Directive 95/46/EC does not define health data. However, according to the Article 29 Working Party, which includes representatives of the national data protection authorities in the EU, health data is not only data which is inherently or clearly medical data, but also includes raw sensor data which can be used in combination with other data to draw conclusions about the health status or risk of a person, irrespective of whether these conclusions are inaccurate, illegitimate or inadequate. Thus, while an app that tracks an individual's steps during a given day may not provide significant substance with regard to a person's health, it may provide information on a health condition when analysed in combination with other relevant personal information.
The processing of health data is prohibited unless it can meet one of the permitted exemptions in Directive 95/46/EC, which includes obtaining the explicit consent of the relevant individual. There are also other requirements beyond the need to obtain consent. All personal data must be processed fairly and lawfully and collected solely for specified, explicit and legitimate purposes. Appropriate technical and organisational measures must be implemented to ensure the security and confidentiality of the data.
It should be noted that the new EU General Data Protection Regulation ("GDPR") will replace the existing Directive 95/45/EC, with a more harmonised approach to data protection across the EU. As a regulation, the GDPR will be directly applicable in the member states, without the need for any implementing legislation.
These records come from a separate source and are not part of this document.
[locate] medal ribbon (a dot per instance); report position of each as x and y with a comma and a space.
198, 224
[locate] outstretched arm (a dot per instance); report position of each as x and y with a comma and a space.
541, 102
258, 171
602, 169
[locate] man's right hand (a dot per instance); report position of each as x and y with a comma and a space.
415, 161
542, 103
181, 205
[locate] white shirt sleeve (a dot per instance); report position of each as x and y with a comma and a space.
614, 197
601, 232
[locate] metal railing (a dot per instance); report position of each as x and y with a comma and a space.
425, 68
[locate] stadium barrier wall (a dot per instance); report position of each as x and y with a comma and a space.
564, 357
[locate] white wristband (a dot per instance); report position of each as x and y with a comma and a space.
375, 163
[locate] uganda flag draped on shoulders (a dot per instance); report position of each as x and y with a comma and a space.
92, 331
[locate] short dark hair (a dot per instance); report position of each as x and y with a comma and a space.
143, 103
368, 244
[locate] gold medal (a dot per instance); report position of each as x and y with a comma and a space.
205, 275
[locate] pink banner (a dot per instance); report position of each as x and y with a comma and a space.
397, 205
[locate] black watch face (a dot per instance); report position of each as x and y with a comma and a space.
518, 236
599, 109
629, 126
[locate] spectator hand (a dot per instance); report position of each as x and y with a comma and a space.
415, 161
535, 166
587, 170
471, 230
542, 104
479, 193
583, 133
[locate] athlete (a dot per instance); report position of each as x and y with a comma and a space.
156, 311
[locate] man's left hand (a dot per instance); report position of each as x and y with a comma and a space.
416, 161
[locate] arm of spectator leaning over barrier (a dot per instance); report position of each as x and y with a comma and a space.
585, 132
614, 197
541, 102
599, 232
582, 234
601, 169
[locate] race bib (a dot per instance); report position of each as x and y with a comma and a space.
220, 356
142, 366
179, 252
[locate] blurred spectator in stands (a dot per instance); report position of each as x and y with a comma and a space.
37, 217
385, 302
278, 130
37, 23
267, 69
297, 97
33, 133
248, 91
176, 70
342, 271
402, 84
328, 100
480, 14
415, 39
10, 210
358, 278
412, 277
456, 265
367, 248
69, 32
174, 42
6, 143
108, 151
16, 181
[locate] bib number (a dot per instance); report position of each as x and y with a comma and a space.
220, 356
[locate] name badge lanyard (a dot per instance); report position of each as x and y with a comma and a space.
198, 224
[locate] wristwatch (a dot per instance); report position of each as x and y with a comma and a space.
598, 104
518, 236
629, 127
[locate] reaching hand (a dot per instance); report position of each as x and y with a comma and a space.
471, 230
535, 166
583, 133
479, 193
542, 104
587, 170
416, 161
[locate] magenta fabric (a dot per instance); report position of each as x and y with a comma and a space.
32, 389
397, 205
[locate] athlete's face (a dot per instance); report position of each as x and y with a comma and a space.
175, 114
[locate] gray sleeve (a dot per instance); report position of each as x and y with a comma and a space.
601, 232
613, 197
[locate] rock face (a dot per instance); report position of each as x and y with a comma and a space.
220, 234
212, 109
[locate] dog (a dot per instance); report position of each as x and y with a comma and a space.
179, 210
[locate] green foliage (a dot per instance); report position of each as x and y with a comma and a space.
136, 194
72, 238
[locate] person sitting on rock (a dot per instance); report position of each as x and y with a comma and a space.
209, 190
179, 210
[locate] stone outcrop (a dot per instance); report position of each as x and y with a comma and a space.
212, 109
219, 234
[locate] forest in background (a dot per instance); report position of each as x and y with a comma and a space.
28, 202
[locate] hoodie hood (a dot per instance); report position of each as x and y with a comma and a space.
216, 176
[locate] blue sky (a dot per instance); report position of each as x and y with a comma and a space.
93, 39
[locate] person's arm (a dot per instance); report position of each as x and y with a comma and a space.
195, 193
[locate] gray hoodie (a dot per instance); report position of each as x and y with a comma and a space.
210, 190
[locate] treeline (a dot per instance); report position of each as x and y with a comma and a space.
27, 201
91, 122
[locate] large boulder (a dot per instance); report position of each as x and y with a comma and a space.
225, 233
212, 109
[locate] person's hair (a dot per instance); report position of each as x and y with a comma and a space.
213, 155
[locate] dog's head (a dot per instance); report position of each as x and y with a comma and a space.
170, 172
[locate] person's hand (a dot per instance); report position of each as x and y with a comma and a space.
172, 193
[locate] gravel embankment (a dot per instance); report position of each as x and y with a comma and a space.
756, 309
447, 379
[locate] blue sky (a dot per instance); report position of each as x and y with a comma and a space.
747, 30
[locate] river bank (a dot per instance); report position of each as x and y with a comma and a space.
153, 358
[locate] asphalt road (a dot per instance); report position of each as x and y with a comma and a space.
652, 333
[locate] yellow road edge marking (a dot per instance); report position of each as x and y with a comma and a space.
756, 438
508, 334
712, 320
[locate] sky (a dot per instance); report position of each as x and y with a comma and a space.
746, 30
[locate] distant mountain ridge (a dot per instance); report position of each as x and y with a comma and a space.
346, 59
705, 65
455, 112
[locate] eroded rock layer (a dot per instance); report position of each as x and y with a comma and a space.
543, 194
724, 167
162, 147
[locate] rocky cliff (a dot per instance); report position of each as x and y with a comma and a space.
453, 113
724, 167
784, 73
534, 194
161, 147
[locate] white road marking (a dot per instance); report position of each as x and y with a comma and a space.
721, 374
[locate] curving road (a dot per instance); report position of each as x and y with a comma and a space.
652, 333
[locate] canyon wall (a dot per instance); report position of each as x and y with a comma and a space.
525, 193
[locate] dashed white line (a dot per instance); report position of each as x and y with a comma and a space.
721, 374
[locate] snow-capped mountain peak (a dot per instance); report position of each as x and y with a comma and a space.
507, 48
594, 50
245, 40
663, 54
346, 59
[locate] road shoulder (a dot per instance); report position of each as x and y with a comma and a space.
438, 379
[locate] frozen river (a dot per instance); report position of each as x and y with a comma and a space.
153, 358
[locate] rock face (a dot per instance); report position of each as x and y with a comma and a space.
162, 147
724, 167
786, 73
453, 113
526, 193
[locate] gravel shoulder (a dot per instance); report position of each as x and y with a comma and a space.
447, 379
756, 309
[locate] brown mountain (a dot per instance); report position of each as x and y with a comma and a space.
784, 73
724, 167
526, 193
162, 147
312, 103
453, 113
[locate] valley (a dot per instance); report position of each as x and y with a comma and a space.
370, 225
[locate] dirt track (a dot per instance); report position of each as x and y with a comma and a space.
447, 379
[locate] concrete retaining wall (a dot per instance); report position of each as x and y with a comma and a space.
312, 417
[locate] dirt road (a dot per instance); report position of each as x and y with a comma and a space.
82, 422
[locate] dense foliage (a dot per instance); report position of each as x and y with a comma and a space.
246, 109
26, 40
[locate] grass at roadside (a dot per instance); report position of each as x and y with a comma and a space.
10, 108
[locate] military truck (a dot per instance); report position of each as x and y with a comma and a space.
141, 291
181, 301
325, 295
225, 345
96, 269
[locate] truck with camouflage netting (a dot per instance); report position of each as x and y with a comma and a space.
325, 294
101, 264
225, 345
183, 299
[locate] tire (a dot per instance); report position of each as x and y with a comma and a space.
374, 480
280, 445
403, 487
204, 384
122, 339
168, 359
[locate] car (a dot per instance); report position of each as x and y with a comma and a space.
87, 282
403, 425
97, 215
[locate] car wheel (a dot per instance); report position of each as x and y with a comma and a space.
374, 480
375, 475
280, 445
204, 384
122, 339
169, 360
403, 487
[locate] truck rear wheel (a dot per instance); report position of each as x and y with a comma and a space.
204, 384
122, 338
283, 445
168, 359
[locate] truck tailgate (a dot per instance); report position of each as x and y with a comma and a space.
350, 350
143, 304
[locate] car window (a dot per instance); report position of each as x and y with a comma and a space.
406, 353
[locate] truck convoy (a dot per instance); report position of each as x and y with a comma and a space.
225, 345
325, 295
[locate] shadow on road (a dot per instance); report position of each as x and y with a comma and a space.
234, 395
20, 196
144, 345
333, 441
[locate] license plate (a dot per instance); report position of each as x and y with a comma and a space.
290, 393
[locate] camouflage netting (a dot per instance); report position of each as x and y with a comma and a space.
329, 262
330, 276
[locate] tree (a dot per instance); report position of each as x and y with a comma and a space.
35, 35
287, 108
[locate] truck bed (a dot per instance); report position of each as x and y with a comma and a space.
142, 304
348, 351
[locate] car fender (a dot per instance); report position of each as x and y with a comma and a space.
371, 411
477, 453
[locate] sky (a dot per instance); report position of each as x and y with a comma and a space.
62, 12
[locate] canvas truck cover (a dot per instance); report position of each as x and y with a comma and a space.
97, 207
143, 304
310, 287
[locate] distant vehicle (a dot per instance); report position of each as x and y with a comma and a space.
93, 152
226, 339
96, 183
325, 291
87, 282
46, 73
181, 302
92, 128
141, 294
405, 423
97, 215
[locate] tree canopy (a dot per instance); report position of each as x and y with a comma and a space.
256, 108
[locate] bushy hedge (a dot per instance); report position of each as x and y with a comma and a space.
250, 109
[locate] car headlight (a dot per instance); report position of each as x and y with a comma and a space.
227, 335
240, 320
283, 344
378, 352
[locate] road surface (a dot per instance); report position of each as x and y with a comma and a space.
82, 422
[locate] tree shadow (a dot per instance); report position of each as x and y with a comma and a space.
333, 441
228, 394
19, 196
The new safeguards adopted by the regulation will include the obligation on controllers to introduce data protection by design and default into their processing systems. They will also be obliged to produce a data protection impact assessment ("DPIA") where proposed data processing is likely to result in a high risk to the rights and freedoms of individuals. It is important to note that a DPIA is not mandatory when doctors or healthcare professionals process health data concerning their patients. Additionally, the Irish Data Protection Commissioner is permitted to publish a list of processing operations that do not require a DPIA. Many organisations using health data may, therefore, need to carry out DPIAs before processing personal health data.
While telemedicine has obvious benefits such as improving patient care and healthcare system efficiency, a fragmented legal landscape which involves compliance with the various different legal regimes discussed above could hinder such benefits.
Companies offering telemedicine services must keep this in mind and take a holistic approach when navigating the relevant legal and regulatory requirements. Getting the key players involved at this early stage will also help identify any gaps in assessment. As telemedicine is a moving target, companies should also keep a dialogue with the relevant regulatory authorities to confirm whether the authorities are drafting or preparing any guidance that might be relevant.